The letter closed by wishing Stevens—and Pete’s—a successful new year.
[ THREE ]
Wordlessly, the teams made their way southward in the rain at a half trot, following along the dune line. They came to an occasional footpath—beach access points that connected parking lots to the shore—and stopped, carefully looking for the lone, love-struck couple out for a middle-of-the-night stroll or the drunk who may not have quite made it home, before crossing the path and continuing south.
At one point, they came to a halt at a four-foot-high fence that blocked their way—Kurt Bayer actually ran right into the wall of vertical wooden slats wired together and was grateful that it had flexed at impact—and, breathing heavily, the four had to take time to debate whether it was faster to scale the fence or to run toward the ocean in order to circumvent it.
They chose, after a brief and animated discussion, to scale it and soon were running at a measured pace back toward the south, the path clear of everything but sand and more sand for the next forty-five minutes.

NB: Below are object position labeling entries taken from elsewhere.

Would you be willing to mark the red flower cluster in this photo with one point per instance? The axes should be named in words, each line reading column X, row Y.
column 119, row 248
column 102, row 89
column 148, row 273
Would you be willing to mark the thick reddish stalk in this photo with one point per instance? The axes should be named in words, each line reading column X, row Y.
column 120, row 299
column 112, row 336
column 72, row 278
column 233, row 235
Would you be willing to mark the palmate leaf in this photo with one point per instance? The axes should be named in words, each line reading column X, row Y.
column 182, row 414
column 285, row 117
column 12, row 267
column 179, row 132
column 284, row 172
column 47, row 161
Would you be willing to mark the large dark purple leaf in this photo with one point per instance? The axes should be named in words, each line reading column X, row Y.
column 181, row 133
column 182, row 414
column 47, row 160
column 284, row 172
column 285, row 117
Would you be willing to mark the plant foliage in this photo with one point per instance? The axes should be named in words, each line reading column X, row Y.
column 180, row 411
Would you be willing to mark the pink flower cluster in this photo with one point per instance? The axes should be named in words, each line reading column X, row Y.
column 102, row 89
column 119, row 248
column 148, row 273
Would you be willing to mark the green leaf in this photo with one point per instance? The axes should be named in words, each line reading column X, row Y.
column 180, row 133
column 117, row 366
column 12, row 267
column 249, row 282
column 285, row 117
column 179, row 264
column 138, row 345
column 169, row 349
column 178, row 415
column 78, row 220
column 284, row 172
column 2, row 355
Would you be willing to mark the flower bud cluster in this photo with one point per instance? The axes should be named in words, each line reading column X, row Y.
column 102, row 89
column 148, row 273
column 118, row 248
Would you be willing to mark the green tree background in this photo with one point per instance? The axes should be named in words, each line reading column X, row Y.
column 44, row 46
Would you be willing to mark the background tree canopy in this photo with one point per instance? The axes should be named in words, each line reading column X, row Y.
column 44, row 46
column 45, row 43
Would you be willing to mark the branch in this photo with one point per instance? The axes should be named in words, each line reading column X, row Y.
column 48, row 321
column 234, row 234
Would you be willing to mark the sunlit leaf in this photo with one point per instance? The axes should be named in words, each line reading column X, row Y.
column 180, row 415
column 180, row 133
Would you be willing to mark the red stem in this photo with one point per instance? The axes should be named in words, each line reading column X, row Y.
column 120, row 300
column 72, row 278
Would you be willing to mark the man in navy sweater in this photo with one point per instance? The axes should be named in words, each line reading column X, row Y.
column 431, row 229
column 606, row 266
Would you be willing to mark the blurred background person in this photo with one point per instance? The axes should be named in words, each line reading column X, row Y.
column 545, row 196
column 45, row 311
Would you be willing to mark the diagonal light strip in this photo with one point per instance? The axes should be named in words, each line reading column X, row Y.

Then they came to another beach access path, and there in the dark the faded signag
e announced, unnecessarily:
NO LIFEGUARD
ON DUTY!
SWIM AT YOUR OWN RISK!
TOWN OF ATLANTIC BEACH
It was the last part that Richard Koch had found the most interesting, for it confirmed for him what he thought he both remembered and recognized in the dark and rain of the landmarks through this area.
Kurt Bayer stood there beside him, catching his breath, and they waited for Rudolf Cremer and Rolf Grossman to catch up to them. After a moment, they could hear them—feet squeaking in the sand as they ran—and shortly thereafter their vague shapes came into view through the mist.
Koch could hear their labored breaths. Then he heard Cremer manage to say, “Is—is this—this it?”
Koch whispered, “This should be the path leading to Sixteenth Street, and, if so, just over there about five hundred meters”—he pointed south and slightly inland, past some scrub pine trees and palmettos—“are the cottages.”
“Let’s go, then,” Grossman said, already moving and trying not to sound as if he were breathing as hard as he was. They passed the pines and palmettos and came to a pair of darkened cottages, two hexagonal designs built side by side on pilings six feet above the sand and overlooking the ocean. Koch knew that these belonged to J. Whit Stevens because he had twice rented one of them himself.
They were identical, with weather-beaten wooden siding, wooden decks and railings—some sections warped—and rusty tin roofs. The windows were shuttered for the season. Even in the dark it was clear that these were summer rentals, absently looked after with the kind of neglect where one fixes things only when they break—and maybe then not even right away—as opposed to performing some semblance of preventative maintenance.
Koch, after pulling his Walther P38 9mm semiautomatic pistol from the leather holster on his hip, then hearing the others doing the same, led the men toward the nearest cottage.